Father. Husband. Rebel.
Father. Husband. Rebel.
'SONG OF MYSELF'
Location: Los Angeles, California
Dan is the founding partner and CEO of No Such Agency- a multi award winning marketing and brand agency specializing in fashion, luxury, lifestyle, and media.
I was 11 when my parents split. I grew up in a household with no father and while that may seem sad to some (as it was to me), it could also be pretty cool at times. I was raised by women, so I understood them better than most for my age. I could talk to them! A few years later, both my mother, and sister moved in with their respective boyfriends and I was left in the ‘family’ home at the age of 15. I spent a lot of the time in solitude sometimes pretty fucking sad, other times happily, as it was cool to be 15 and to ‘have my own house’; I had some great parties.
Throughout my school years I was always aware of the merciless, invisible separation between people: Popularity. You either had it or you didn’t to varying degrees. I didn’t have it. I was, or at least I felt, different. I was a straight male, good at sports, and no noticeable physical disadvantages, yet was bullied for being gay because I had my own style, and a gay friend. To be popular was to be a conformist. I was, by implication, a rebel in that sense. I was somehow yearning for popularity, and I was popular with girls, but the illusive Popularity with a capital P left me empty, so subconsciously I rejected it. However, I never really could shake its intoxicating appeal.
So I taught myself music and spent hours playing songs on my piano that no one would ever hear. This intimate time alone cured me, at least in those moments, of feeling like I didn’t belong. I didn’t need to belong. I belonged to words and songs, as bad as they were (and they were!), but they were also personal, and perfect in their own way. I belonged to myself.

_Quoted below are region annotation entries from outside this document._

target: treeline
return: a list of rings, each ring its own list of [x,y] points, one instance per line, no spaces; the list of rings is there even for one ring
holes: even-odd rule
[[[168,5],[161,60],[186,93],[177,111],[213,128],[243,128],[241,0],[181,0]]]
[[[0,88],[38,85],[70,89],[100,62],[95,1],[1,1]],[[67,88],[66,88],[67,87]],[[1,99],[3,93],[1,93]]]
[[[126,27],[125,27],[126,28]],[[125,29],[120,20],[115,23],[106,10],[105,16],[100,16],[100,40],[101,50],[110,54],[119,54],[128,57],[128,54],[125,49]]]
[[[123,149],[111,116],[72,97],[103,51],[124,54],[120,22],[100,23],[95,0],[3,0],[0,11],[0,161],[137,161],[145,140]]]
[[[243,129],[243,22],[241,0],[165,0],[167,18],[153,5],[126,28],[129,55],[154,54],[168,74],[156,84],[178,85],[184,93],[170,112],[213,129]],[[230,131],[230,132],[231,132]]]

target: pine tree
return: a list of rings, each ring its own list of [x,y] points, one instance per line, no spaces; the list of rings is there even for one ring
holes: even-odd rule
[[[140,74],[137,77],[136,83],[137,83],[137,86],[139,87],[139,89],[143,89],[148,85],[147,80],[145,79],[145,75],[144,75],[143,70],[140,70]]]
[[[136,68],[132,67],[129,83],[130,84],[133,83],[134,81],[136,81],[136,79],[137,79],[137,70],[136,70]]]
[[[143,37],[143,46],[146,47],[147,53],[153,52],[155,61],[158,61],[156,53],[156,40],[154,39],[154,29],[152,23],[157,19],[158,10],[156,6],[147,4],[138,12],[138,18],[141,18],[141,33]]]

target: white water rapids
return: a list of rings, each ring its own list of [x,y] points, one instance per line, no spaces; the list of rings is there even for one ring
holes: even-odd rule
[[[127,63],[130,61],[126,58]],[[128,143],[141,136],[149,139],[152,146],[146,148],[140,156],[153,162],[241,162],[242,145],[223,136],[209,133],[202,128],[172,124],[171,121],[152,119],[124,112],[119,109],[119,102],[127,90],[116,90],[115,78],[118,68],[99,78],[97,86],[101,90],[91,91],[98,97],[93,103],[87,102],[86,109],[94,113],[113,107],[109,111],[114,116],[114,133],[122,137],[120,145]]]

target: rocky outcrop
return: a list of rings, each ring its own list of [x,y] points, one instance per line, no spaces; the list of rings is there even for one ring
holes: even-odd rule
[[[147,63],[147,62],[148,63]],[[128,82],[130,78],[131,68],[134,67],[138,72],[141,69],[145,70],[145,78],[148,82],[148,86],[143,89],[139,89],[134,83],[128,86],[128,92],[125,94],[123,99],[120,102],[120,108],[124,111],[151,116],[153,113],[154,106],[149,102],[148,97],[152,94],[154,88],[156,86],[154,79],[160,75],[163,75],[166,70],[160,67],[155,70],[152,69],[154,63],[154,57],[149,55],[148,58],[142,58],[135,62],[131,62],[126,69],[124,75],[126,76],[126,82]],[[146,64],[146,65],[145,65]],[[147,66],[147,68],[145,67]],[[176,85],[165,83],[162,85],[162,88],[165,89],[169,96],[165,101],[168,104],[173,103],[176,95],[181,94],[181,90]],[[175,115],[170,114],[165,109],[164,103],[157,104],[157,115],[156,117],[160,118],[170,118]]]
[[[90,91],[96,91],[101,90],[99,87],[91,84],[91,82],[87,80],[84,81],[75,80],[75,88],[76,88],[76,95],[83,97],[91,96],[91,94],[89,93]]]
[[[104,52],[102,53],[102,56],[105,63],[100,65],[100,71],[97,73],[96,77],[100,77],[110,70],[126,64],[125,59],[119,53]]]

Out in the post-school world, it was a different story. I talked my way into roles I thought would bring me happiness. From music to nightclubs to fashion. I had this innate need to belong in these spaces, but when I arrived, and I worked very hard to do so, I realized the fulfillment wasn’t waiting for me. Every time I was accepted into a new role or made a new celebrity friend… nothing. I excelled, I achieved the popularity that came with the ‘privileged industries’ but found nothing that filled the hole.
Until I became a father.
When I had my son, I found I belonged somewhere – an intangible place, but a place never the less. I had this fear that I would tire of the role of “Father” like mine perhaps did, but my son is 12 now, a year older than I was when my dad left, and I would still look at him all night long if I could without being creepy. I wish I could be with him all the time. Talking, hearing his insights. Sharing stupid jokes. Every part of life that hurts him is agony for me as well. It’s biological, yes, but more than that, it’s love. I’m still trying to figure out the meaning of life , I want answers (!), or at least have some answers for him, but I want his insight as well. It’s better that way. Scratching our heads together at the absurdity of it all.
So now, I no longer need a piano, although I still play one. I no longer need the perceived thrill of working with the ‘beautiful and the famous’, although I still love doing so. These days it’s not the popularity that I enjoy from my work, but the genuine, beauty of the misfit-creative, or the bombastic thought-provoker, or the ability to communicate with others and give them things that help them identify with themselves and each other. In other words, I only want to be popular with people that inspire me through their work and passion, not their job or their social status. Still, even that isn’t my Why any more.
Now, my Why is, and will forever be called Tyler. He carries my rhythm. He is my song. He is my celebrity. I won’t even always be popular with him, and don’t need to be; it won’t matter as long as he’s living his life and following his dreams. He won’t always need me, and that’s good too. Strange how someone else’s happiness can become your own as soon as you get over your dumb self isn’t it?